Mulch for perennial beds

newbiehavinfun
12 years ago

Hello all. I heard on a gardening radio show and read on a separate gardening blog that, while fine for around shrubs or trees, you should not use bark mulch or wood chips on perennial beds because it takes too long to break down. They recommended using a mulch that would decompose in a year, like cocoa hulls. Well, cocoa hulls are hard to come by around here, and I have a huge pile of ground up tree limbs (non-diseased) that I would like to use in my garden beds.
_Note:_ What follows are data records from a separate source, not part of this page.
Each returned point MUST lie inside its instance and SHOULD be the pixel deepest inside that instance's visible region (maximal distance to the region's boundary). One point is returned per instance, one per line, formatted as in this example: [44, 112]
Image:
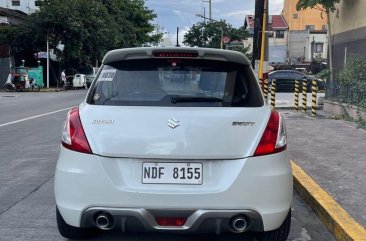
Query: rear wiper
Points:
[176, 99]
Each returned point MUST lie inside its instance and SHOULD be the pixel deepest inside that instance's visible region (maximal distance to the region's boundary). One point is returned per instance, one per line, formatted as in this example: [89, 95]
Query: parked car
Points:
[175, 140]
[89, 79]
[285, 80]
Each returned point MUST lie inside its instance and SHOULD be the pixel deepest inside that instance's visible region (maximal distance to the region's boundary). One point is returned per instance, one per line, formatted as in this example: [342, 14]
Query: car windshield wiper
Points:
[176, 99]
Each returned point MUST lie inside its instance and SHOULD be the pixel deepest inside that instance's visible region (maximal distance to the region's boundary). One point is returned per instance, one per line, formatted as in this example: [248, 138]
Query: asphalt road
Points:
[29, 148]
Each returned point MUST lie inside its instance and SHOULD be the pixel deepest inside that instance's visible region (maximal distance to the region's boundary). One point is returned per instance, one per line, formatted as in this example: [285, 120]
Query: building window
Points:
[15, 3]
[280, 34]
[310, 27]
[319, 48]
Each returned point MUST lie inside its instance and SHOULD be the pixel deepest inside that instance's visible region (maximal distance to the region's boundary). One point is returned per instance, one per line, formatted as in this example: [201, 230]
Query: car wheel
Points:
[71, 232]
[36, 88]
[279, 234]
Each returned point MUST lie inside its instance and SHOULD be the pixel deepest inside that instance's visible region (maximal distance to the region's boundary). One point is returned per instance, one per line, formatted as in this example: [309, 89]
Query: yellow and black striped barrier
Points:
[297, 88]
[265, 89]
[273, 94]
[314, 93]
[304, 95]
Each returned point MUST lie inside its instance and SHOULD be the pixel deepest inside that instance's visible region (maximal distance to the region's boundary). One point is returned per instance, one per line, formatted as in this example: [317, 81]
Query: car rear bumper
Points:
[260, 188]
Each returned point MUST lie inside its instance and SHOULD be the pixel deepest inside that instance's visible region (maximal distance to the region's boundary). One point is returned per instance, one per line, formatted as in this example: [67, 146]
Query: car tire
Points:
[71, 232]
[279, 234]
[8, 87]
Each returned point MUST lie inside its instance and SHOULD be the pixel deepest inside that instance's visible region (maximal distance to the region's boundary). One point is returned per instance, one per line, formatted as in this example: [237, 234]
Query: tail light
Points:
[73, 136]
[274, 138]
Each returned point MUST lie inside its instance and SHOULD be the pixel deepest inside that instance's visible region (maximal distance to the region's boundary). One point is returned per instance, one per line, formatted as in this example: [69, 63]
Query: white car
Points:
[178, 140]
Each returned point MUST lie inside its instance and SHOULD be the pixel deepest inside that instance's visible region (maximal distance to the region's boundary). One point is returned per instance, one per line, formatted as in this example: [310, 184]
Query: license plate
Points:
[172, 173]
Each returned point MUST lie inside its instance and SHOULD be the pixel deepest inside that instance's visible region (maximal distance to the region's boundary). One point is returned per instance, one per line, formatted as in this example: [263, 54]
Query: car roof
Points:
[286, 74]
[148, 52]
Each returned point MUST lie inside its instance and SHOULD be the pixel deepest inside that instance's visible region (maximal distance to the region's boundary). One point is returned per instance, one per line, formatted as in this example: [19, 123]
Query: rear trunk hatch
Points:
[200, 132]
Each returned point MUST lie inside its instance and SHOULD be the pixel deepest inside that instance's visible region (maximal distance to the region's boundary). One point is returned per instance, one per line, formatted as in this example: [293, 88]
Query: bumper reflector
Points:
[171, 221]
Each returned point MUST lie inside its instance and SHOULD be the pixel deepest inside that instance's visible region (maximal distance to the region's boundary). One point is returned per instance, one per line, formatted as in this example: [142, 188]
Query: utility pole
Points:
[209, 8]
[257, 36]
[48, 64]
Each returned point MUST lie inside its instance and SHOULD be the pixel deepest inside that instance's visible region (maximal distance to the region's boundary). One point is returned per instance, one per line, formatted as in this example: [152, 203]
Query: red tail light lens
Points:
[73, 136]
[274, 138]
[171, 221]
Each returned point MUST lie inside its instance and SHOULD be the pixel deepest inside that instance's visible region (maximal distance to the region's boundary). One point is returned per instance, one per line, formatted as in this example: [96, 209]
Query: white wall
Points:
[27, 6]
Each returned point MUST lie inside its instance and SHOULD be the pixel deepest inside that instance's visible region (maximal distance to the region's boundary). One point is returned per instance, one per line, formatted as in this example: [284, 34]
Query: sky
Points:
[181, 13]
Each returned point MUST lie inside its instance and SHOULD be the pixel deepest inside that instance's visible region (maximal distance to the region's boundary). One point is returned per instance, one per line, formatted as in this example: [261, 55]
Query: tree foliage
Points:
[86, 28]
[209, 34]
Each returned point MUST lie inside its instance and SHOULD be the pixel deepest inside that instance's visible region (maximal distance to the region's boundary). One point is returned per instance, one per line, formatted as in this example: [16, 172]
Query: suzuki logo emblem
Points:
[173, 123]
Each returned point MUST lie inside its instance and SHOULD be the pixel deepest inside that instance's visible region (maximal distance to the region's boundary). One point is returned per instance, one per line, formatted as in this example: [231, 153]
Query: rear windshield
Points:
[176, 82]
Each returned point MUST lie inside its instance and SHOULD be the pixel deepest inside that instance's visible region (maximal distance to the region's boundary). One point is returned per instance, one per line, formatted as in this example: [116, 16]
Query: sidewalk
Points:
[333, 153]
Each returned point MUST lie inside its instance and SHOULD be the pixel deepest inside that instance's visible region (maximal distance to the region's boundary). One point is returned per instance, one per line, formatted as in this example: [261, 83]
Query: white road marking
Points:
[33, 117]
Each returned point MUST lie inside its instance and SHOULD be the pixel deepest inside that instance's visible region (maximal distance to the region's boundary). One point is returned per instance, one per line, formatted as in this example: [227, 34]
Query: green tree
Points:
[209, 34]
[86, 28]
[325, 7]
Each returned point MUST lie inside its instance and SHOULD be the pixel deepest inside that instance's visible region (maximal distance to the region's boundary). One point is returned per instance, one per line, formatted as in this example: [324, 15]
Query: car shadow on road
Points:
[118, 235]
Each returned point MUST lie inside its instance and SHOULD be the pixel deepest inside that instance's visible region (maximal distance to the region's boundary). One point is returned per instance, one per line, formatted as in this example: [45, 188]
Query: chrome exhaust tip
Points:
[238, 224]
[104, 221]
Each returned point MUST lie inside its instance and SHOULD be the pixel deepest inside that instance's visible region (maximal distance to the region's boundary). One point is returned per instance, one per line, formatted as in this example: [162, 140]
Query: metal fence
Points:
[351, 94]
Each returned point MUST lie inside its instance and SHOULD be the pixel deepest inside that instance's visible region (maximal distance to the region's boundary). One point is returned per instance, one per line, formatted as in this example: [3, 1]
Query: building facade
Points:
[308, 19]
[26, 6]
[348, 26]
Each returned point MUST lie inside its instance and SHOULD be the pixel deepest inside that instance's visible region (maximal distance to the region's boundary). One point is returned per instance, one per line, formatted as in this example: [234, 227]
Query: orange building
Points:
[301, 20]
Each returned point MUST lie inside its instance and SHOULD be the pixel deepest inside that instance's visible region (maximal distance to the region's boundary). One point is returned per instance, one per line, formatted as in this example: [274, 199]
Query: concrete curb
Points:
[334, 217]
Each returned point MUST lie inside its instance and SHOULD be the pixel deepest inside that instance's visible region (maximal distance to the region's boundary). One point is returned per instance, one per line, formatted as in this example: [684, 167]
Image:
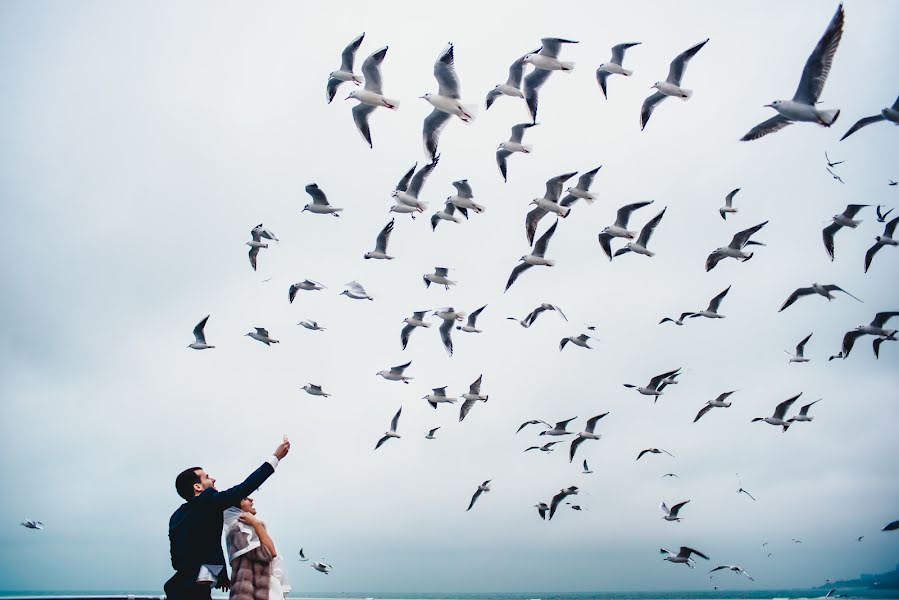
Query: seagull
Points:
[319, 204]
[845, 219]
[613, 66]
[512, 87]
[473, 395]
[823, 290]
[670, 514]
[532, 316]
[311, 325]
[671, 86]
[438, 277]
[549, 203]
[469, 326]
[200, 337]
[581, 191]
[545, 61]
[314, 390]
[261, 334]
[886, 239]
[464, 197]
[719, 402]
[564, 493]
[416, 320]
[484, 487]
[803, 412]
[586, 434]
[408, 196]
[392, 432]
[356, 292]
[712, 311]
[800, 348]
[887, 114]
[683, 556]
[653, 388]
[678, 321]
[735, 248]
[653, 451]
[814, 75]
[380, 251]
[619, 229]
[446, 101]
[559, 428]
[396, 373]
[345, 72]
[728, 204]
[371, 97]
[506, 149]
[734, 568]
[535, 257]
[779, 412]
[580, 340]
[307, 285]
Is it really bad to use wood chips as mulch on perennial beds? If so, do you have recommendations for easily broken down, readily available mulches to use as an alternative? Thanks for your advice.

Comments (12)

  • kqcrna
    12 years ago
    last modified: 9 years ago

    I've been using wood mulch for almost 25 year. It disappears almost completely in a year.

    Karen

  • newbiehavinfun
    Original Author
    12 years ago
    last modified: 9 years ago

    Karen,

    Thanks for the response. If I could ask a few follow-ups Q's: How many inches thick do you pile on the mulch? Do you use cedar, hardwood, dyed or otherwise? I find that my neighbor's black dyed mulch disappears faster than the hardwood (maple) chips we have previously used.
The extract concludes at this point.